Over the past few years I've watched with amazement as more and more online video producers chose to work just with YouTube. So, it's sad to hear of the demise of KoldCast TV in the same week as Machinima decided to lay off staff and outsource its as selling to Google.

It was particularly telling that KoldCast TV founder, David Samuels, cited the cost of attracting audiences as being the major problem.

At its root, commercial television on any medium is a simple business. It involves selling advertising for more than it costs to attract and keep an audience. Forget, for a moment, all the bits in between - quality programming, cross device distribution. What media companies do is buy and sell eyeballs (or ears if you're a radio station or music service).

Even production companies will not last long if their programmes do not attract and retain audiences.

But this simple equation has become tough in a market where one company has a near total monopoly.

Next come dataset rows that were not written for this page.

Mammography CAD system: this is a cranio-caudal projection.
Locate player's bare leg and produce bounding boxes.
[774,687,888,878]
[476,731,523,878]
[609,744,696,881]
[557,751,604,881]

If you want to build an audience, one of the most effective ways is to pay Google. However, if you're successful they'll up the rate until you squeal. (I say 'they' but by this I mean computer algorithms, of course).

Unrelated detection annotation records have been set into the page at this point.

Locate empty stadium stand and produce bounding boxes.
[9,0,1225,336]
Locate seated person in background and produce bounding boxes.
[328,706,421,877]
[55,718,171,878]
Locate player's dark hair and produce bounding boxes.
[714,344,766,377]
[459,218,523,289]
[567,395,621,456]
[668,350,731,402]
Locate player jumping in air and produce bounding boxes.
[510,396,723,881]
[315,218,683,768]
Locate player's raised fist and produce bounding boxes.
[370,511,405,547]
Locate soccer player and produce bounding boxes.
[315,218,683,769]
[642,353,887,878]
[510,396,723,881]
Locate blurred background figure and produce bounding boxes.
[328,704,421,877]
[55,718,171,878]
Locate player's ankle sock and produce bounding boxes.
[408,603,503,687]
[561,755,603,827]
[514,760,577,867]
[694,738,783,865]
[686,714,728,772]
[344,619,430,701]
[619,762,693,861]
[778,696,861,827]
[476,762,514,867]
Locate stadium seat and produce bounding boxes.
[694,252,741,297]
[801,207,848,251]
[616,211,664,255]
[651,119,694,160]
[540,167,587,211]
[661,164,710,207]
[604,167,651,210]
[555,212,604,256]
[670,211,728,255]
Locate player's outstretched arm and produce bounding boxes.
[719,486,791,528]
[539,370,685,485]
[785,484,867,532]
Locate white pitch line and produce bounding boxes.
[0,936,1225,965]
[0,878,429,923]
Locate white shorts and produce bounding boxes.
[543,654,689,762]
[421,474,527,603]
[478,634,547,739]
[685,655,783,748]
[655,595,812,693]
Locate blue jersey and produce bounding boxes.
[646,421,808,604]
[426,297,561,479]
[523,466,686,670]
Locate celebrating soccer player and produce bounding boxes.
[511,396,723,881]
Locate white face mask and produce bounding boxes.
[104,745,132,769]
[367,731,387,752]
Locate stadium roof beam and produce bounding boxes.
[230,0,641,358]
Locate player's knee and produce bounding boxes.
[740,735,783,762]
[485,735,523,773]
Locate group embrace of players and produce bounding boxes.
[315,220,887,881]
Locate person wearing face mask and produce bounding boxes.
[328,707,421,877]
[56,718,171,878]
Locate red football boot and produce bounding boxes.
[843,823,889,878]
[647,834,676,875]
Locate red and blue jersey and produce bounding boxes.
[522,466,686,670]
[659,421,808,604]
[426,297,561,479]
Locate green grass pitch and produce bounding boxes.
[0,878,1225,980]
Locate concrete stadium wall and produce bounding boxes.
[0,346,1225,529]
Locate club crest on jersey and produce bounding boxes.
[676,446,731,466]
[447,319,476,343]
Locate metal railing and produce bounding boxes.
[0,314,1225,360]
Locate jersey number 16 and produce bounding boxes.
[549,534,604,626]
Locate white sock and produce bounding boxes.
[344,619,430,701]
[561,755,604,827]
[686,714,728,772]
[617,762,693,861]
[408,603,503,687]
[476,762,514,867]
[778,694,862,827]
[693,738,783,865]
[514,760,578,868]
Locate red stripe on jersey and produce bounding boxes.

You want to sell advertising, well, you need volume. Again Google come into play. But the more you sell, the less you make. The CPMs available for video advertising on Google platforms are sometimes up to twenty times lower in my experience than working with specialist companies such as InSkin Media.

Conveniently, in between they also provide you with a free platform called YouTube which provides eyeballs and does the ad selling for you. They do what Amazon does for buying things, or Facebook does for socializing: they make it easy for you.

But if your business is based on producing and distributing video online, this approach strikes me as lazy and short sighted, as Machinima and their big media investors will find to their cost.

It's interesting that Maker Studios decided to go in the other direction, as did Channel 4 in the UK, so the war is not lost.  It's time to rise up to challenge the rise of the robots and recognize that, in media, they make fools of us all. The audience is made up of human beings, after all.